I have to wait to file bankruptcy until I’ve fallen behind on payments.
You may file bankruptcy even if you are current on some or all of your debt payments.
If there are debts I want to continue paying, I can leave them out of the bankruptcy.
You must list all debts in your bankruptcy documents, even debts that aren’t dischargeable. Debts owed to family members and friends must also be listed; however, there is no prohibition against repaying debts discharged in bankruptcy should you choose to do so. At your 341 Meeting of Creditors, the bankruptcy trustee will ask you under oath whether you have listed all your debts in the bankruptcy schedules.
The Bankruptcy Court may decide not to grant a discharge.
As long as you are eligible for a discharge and comply with all the requirements for bankruptcy debtors, you shouldn’t have to worry about your discharge going through. It’s important to comply with the bankruptcy trustee’s request for documents and information, appear at the 341 Meeting of Creditors with proper identification and proof of social security number, file any unfiled income tax returns, turn over any non-exempt assets to the bankruptcy trustee if requested, and take the post-filing debtor education course. A competent bankruptcy attorney will fully analyze any issues regarding your eligibility for a discharge prior to filing the case to avoid an unpleasant surprise.
I will lose my house if I file bankruptcy.
As long as your house is protected by an exemption, and you stay current on any and all mortgage payments, you will be able to keep your house in a bankruptcy. The Arizona exemptions apply to your case if you’ve lived in Arizona continuously for two years prior to filing. Under the Arizona homestead exemption, the house you live in is exempt up to $150,000 in equity, or a maximum of $150,000 in fair market value when owned free and clear of mortgage liens. Married couples share the $150,000 exemption and do not receive $150,000 each.
I will lose my car if I file bankruptcy.
As long as your car is protected by an exemption, and you stay current on any auto loans and/or title loans secured by the vehicle, you will be able to keep your car in a bankruptcy. Assuming the Arizona exemptions apply to your case, you may protect up to $6,000 in equity in a motor vehicle, or fair market value if owned free and clear, and $12,000 if you’re disabled (license plate or placard required). When married, each spouse receives an exemption, and therefore a couple with Arizona exemptions can protect two vehicles with no more than $6,000 in equity a piece, or a single vehicle with a maximum of $12,000 in equity (if owned free and clear, these amounts are based on the fair market value).

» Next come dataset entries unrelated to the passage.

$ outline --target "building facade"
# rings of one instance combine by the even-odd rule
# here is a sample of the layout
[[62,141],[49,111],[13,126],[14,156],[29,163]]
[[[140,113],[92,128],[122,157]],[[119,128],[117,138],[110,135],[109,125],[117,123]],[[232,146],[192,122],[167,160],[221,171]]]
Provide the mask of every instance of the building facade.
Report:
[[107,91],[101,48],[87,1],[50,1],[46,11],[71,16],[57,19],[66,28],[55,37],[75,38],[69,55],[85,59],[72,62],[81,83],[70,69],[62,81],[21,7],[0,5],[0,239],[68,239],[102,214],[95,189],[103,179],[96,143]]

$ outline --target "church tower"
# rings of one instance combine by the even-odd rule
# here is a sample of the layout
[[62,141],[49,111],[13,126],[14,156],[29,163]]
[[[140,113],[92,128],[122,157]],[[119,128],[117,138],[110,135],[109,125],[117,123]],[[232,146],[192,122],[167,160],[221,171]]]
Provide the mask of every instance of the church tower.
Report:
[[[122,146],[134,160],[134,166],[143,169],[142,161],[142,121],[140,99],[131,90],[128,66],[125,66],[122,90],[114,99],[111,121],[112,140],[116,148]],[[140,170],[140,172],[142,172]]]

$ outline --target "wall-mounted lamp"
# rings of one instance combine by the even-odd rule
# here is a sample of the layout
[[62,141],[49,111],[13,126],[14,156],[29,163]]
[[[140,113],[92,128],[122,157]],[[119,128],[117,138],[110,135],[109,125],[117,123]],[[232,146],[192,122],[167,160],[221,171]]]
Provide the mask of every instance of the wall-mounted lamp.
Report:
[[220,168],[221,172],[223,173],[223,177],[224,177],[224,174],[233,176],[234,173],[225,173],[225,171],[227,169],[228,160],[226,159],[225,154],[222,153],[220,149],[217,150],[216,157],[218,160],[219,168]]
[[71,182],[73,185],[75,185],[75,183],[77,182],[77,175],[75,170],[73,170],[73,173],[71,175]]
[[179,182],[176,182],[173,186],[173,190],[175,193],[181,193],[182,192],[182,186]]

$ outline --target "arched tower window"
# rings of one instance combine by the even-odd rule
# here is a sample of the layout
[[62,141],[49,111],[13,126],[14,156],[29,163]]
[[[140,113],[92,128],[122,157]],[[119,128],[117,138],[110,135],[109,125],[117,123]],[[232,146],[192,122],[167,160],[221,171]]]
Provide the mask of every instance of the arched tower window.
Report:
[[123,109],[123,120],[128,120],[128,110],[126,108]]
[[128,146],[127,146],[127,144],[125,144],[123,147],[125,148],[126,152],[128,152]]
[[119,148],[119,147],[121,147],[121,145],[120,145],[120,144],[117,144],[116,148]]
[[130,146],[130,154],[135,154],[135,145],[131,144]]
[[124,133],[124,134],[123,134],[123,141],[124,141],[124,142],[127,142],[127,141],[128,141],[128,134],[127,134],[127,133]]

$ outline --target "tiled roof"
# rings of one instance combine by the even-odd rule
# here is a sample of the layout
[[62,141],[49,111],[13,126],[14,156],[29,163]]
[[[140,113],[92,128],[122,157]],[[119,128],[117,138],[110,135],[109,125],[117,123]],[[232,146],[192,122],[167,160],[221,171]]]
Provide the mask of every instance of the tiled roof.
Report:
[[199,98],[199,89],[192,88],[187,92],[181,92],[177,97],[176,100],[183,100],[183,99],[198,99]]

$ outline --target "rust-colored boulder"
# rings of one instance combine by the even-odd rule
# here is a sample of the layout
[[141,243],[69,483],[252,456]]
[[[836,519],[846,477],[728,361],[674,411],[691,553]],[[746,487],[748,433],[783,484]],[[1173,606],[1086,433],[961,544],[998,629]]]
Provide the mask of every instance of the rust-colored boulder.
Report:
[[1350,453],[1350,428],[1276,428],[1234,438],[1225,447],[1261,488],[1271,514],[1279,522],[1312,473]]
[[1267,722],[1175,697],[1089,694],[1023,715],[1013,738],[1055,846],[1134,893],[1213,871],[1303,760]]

These exemption figures are doubled for each disabled spouse. Fair market value is generally determined by the kbb.com (www.kbb.com) private party valuation.
Filing bankruptcy makes me a bad person.
The concept of bankruptcy discharge—receiving a periodic release from debt—can be traced back to the Hebrew Scriptures. There are an endless number of life events that can lead to filing bankruptcy. Whether it’s illness, job loss, injury, divorce, a death, business failure, addiction issues, or human error, everyone deserves a fresh start. Let’s face it, in the current climate of massive student loan debt, expensive health care and child care, and relatively low wages combined with a high cost of living, it’s tough to make ends meet. Most of us are familiar with President Trump’s business bankruptcies, but here are some bankruptcy filers that may surprise you: Abraham Lincoln, Ulysses S. Grant, Walt Disney, Henry Ford, Mark Twain, Oscar Wilde, Francis Ford Coppola, Burt Reynolds, Cindy Lauper, Meatloaf, Mick Fleetwood, Mike Tyson, and Dave Ramsey…the list goes on and on. Hard times can fall on anyone, even those of us who experience great financial success. Bankruptcy exists to help you get past the bad breaks and move on with your life.